Synthetic data governance and evaluation refers to the processes, policies, and standards used to manage, monitor, and assess the quality, security, and ethical use of synthetic data. It ensures that synthetic data is generated, stored, and utilized responsibly, maintaining compliance with regulations and organizational guidelines. Evaluation involves measuring the data’s utility, accuracy, privacy, and potential biases to ensure it serves its intended purpose without compromising sensitive information or introducing harmful distortions.
Synthetic data governance and evaluation refers to the processes, policies, and standards used to manage, monitor, and assess the quality, security, and ethical use of synthetic data. It ensures that synthetic data is generated, stored, and utilized responsibly, maintaining compliance with regulations and organizational guidelines. Evaluation involves measuring the data’s utility, accuracy, privacy, and potential biases to ensure it serves its intended purpose without compromising sensitive information or introducing harmful distortions.

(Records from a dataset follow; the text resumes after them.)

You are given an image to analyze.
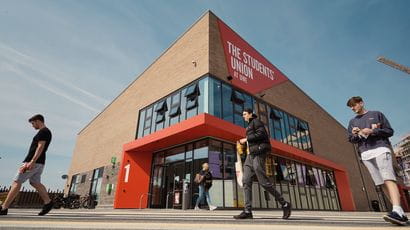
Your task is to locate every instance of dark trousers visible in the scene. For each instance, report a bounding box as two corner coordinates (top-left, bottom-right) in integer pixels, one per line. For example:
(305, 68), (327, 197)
(243, 153), (286, 212)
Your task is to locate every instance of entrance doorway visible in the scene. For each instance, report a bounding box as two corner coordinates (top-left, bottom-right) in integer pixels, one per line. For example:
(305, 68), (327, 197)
(164, 161), (184, 208)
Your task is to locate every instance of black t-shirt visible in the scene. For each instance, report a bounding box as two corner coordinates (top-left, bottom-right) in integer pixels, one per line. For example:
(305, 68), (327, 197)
(23, 127), (52, 164)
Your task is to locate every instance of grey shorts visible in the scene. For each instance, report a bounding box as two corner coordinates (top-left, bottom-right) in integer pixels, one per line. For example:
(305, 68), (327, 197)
(362, 152), (396, 186)
(14, 163), (44, 184)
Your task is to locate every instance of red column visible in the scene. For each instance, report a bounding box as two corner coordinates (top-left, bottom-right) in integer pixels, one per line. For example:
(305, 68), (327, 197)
(114, 150), (152, 209)
(334, 170), (356, 211)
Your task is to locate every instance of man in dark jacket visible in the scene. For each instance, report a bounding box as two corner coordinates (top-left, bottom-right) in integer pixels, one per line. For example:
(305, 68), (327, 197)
(234, 108), (291, 220)
(347, 96), (408, 226)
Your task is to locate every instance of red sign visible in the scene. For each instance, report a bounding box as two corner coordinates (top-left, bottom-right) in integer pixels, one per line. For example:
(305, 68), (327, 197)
(217, 19), (288, 94)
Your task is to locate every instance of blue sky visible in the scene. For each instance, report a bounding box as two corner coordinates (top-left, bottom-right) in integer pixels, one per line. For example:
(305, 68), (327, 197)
(0, 0), (409, 190)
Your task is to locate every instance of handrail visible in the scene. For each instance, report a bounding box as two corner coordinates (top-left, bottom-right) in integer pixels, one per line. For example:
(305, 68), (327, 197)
(139, 193), (151, 209)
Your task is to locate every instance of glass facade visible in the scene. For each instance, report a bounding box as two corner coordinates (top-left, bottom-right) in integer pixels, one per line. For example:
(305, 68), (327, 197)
(136, 75), (314, 153)
(148, 138), (340, 210)
(90, 167), (104, 201)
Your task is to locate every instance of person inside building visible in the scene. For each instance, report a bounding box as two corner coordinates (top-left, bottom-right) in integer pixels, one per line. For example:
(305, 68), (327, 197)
(347, 96), (408, 225)
(194, 163), (217, 211)
(0, 114), (54, 216)
(234, 108), (291, 220)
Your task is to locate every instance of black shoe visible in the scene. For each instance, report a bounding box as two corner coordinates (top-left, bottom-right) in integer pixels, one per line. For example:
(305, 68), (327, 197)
(383, 211), (408, 226)
(38, 201), (54, 216)
(282, 201), (291, 219)
(233, 211), (253, 219)
(0, 207), (8, 215)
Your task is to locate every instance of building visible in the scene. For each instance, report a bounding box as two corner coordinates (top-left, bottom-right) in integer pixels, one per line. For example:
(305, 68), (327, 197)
(66, 11), (396, 211)
(395, 134), (410, 187)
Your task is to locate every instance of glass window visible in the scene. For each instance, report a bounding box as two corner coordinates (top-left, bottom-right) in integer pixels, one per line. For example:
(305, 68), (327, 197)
(243, 93), (253, 112)
(80, 174), (86, 183)
(169, 92), (181, 125)
(185, 83), (199, 98)
(325, 171), (336, 189)
(180, 88), (187, 121)
(69, 174), (80, 194)
(208, 140), (222, 179)
(137, 109), (145, 138)
(198, 77), (207, 114)
(282, 114), (292, 146)
(223, 143), (236, 180)
(269, 108), (283, 141)
(163, 97), (171, 129)
(90, 167), (104, 201)
(143, 106), (153, 136)
(153, 152), (165, 165)
(155, 100), (167, 113)
(186, 97), (198, 110)
(231, 90), (245, 104)
(222, 83), (233, 122)
(186, 82), (200, 115)
(165, 146), (185, 164)
(305, 166), (317, 186)
(223, 143), (236, 208)
(256, 101), (269, 131)
(296, 163), (306, 185)
(156, 113), (166, 124)
(209, 78), (222, 119)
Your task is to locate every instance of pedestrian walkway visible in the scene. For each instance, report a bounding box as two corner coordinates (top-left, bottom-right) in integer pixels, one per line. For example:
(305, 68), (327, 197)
(0, 209), (408, 229)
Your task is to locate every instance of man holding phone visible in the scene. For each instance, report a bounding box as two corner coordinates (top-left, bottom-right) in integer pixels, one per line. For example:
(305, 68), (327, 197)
(347, 96), (408, 225)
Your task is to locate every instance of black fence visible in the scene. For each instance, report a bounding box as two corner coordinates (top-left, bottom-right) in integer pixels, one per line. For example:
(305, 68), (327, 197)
(0, 186), (64, 209)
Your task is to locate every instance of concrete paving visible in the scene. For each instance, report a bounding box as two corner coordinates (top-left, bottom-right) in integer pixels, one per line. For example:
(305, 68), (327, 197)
(0, 208), (408, 229)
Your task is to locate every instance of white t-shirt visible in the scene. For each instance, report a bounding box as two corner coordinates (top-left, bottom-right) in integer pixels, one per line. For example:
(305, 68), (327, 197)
(361, 146), (391, 161)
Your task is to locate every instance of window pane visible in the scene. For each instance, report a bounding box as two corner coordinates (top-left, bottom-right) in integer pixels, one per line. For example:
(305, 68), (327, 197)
(155, 100), (167, 112)
(180, 88), (187, 121)
(155, 113), (165, 123)
(198, 77), (207, 114)
(137, 109), (145, 138)
(144, 106), (153, 129)
(163, 97), (171, 129)
(209, 140), (222, 179)
(231, 90), (245, 104)
(165, 146), (185, 164)
(209, 78), (222, 118)
(185, 83), (199, 97)
(243, 93), (253, 112)
(222, 83), (233, 122)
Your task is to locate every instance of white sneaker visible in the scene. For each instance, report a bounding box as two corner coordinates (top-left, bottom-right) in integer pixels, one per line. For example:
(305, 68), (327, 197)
(194, 206), (200, 210)
(209, 205), (217, 211)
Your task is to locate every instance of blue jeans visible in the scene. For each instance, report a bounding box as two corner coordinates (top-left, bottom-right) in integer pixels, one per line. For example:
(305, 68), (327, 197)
(195, 185), (212, 207)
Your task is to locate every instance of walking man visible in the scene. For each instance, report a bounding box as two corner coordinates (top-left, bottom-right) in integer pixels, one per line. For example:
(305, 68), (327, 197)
(234, 108), (291, 219)
(347, 96), (408, 225)
(194, 163), (217, 211)
(0, 114), (54, 216)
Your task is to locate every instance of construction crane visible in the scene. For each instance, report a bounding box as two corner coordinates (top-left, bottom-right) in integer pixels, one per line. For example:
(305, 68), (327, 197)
(377, 56), (410, 75)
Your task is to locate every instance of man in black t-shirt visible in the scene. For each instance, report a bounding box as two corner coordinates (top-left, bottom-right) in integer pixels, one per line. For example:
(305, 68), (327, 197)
(0, 114), (54, 216)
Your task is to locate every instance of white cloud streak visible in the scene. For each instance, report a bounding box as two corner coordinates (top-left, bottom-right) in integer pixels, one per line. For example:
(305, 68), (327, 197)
(0, 42), (109, 106)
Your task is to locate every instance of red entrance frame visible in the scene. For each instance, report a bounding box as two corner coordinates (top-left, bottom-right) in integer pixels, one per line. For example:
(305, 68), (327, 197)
(114, 113), (356, 211)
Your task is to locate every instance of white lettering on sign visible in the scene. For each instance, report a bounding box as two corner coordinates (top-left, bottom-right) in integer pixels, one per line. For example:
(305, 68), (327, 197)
(226, 41), (275, 83)
(124, 164), (130, 183)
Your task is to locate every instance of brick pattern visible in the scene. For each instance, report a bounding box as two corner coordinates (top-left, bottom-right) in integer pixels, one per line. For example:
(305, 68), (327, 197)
(66, 13), (210, 193)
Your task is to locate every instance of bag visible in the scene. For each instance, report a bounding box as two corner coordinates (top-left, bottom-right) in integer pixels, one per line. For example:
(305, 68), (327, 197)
(235, 152), (244, 187)
(194, 173), (204, 184)
(236, 141), (247, 155)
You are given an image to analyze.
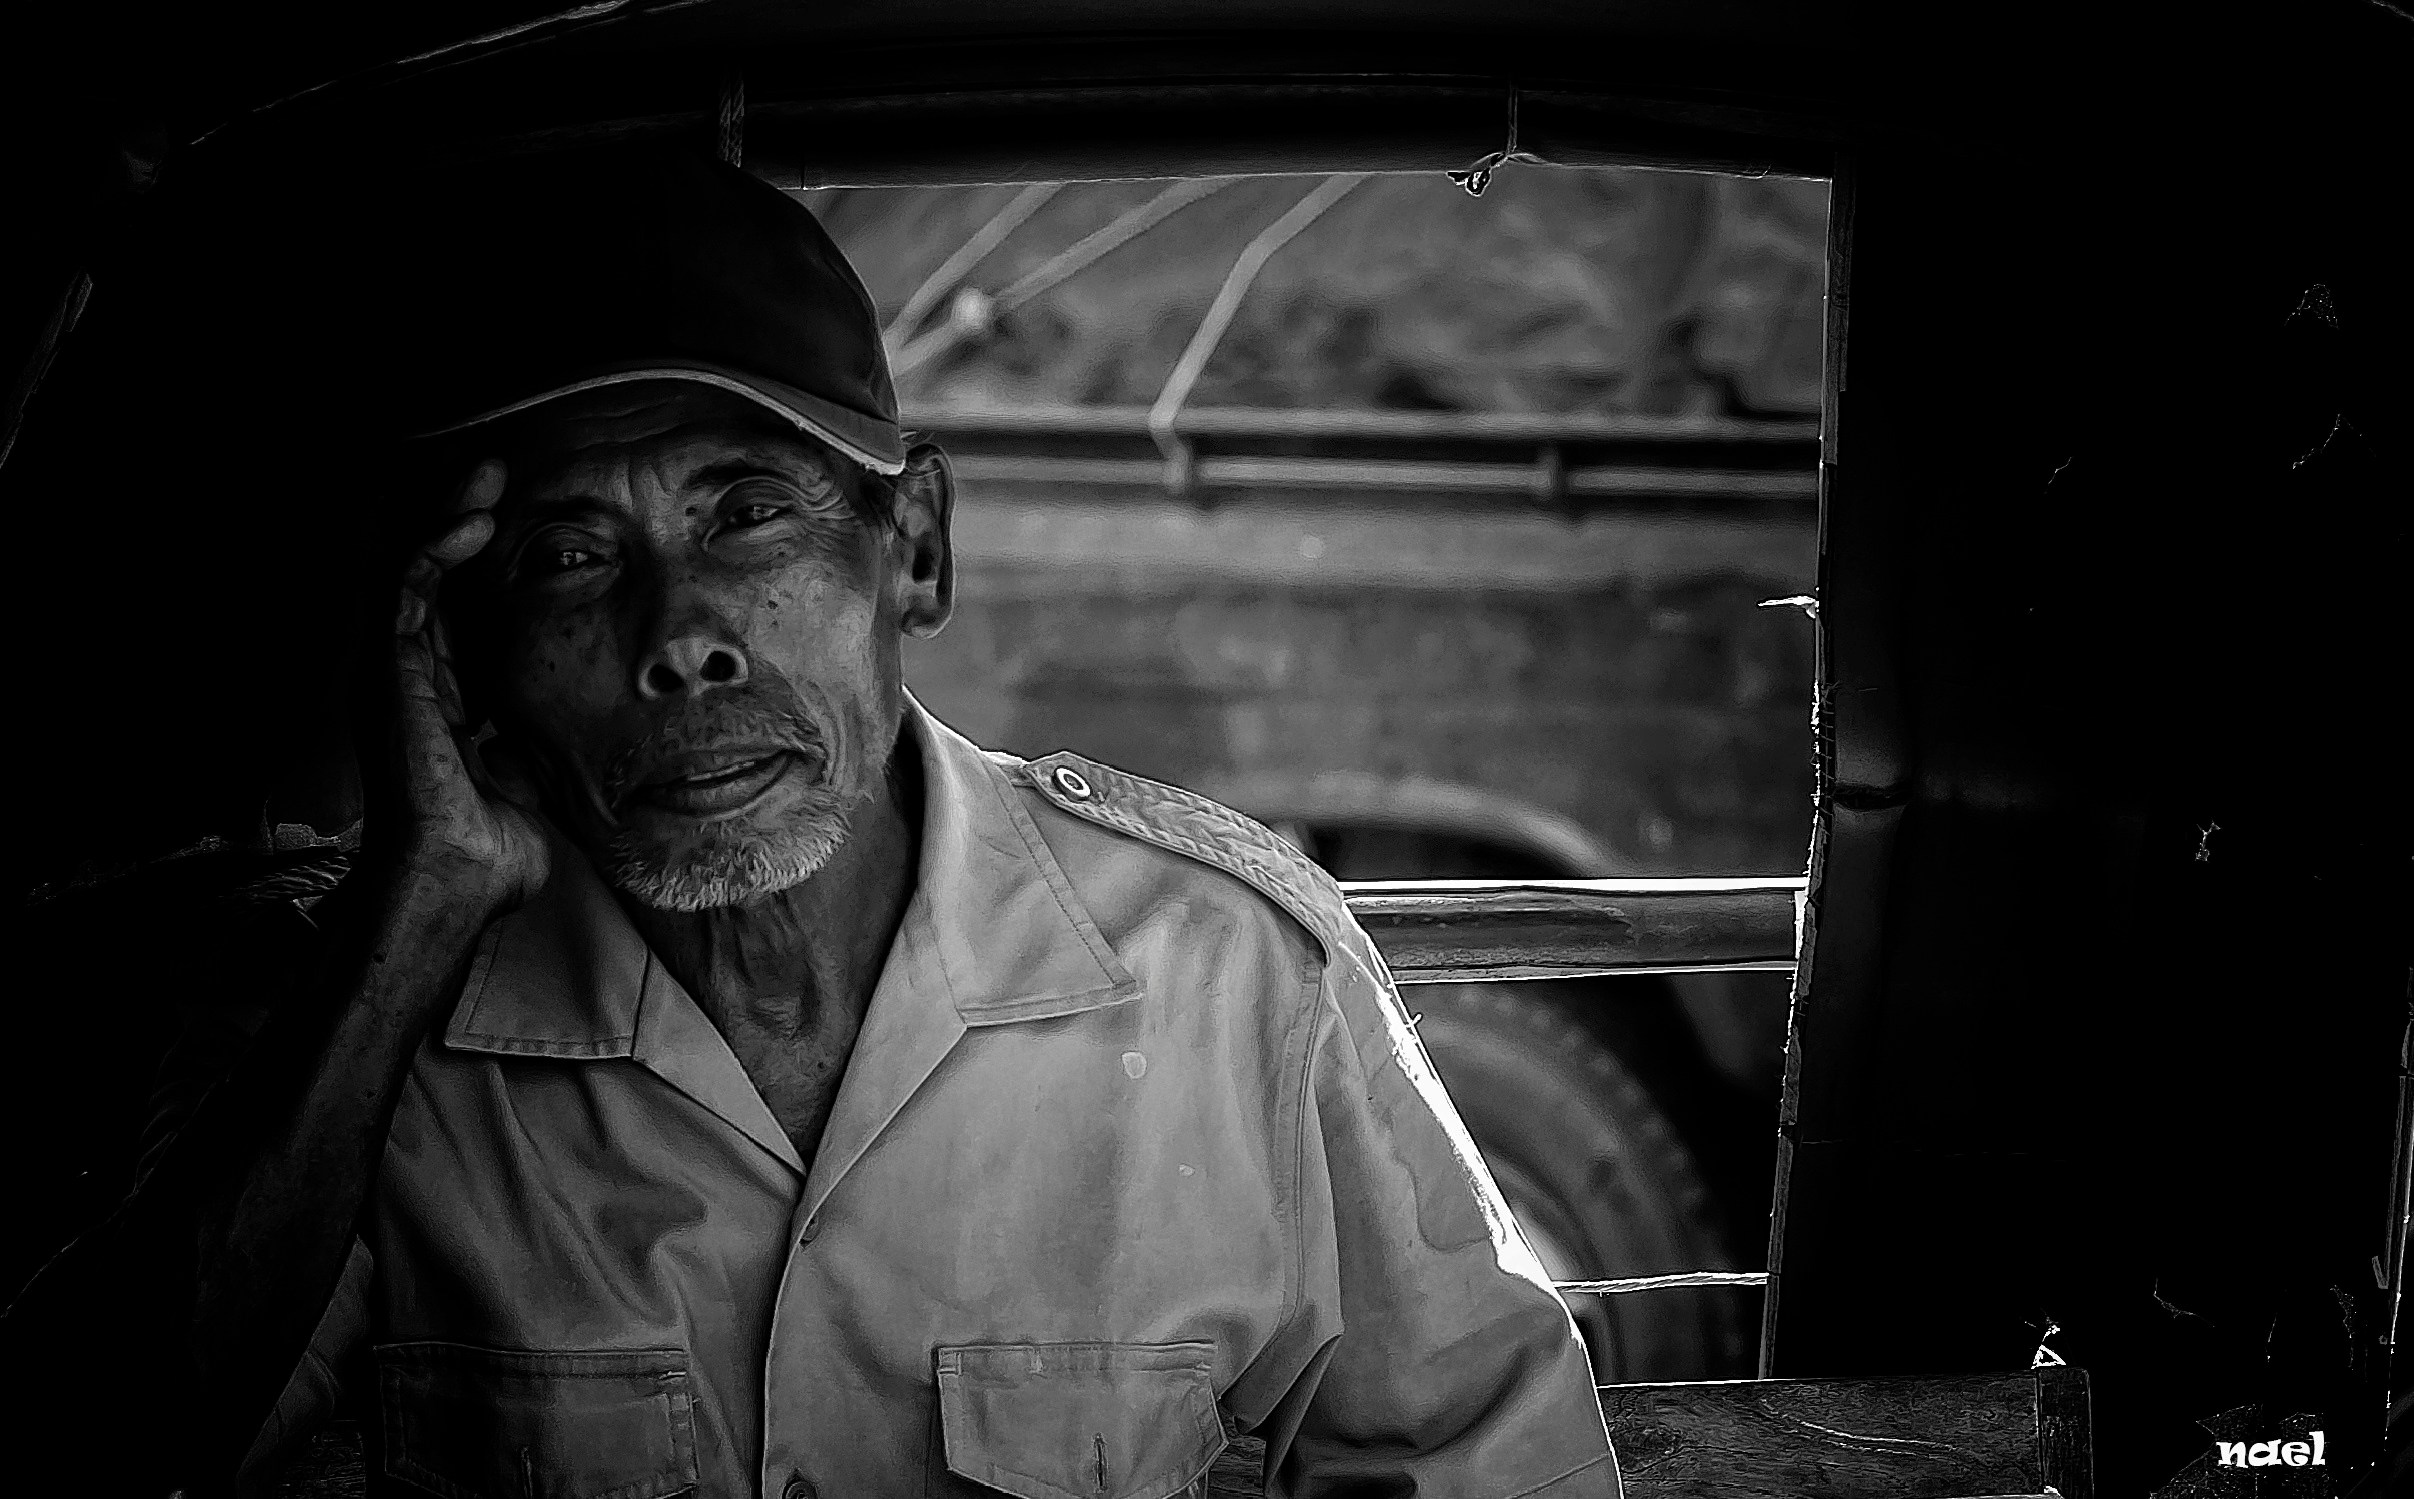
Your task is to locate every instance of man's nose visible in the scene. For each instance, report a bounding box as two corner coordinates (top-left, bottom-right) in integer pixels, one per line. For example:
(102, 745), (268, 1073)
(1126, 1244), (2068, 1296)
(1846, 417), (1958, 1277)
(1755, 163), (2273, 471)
(635, 634), (751, 701)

What is synthetic data governance in the context of AI model governance and control?
A framework of policies, roles, and controls to manage the creation, storage, use, and monitoring of synthetic data to ensure quality, security, and regulatory compliance within AI initiatives.
Why is evaluation of synthetic data essential?
Evaluation ensures synthetic data preserves usefulness for modeling while protecting privacy and meeting regulations by measuring fidelity, utility, and risk.
What are the key components of a synthetic data governance framework?
Policies and standards, data quality and privacy metrics, security controls, auditability, lifecycle management, and clearly defined roles and responsibilities.
How do you evaluate the quality of synthetic data?
Assess fidelity and realism, compare statistical properties to real data, test task-specific utility in models, and perform privacy risk assessments.
What regulatory and ethical considerations should be addressed?
Compliance with data protection laws and industry regulations, adherence to ethical use standards, and ensuring synthetic data cannot reveal or reconstruct real individuals’ information.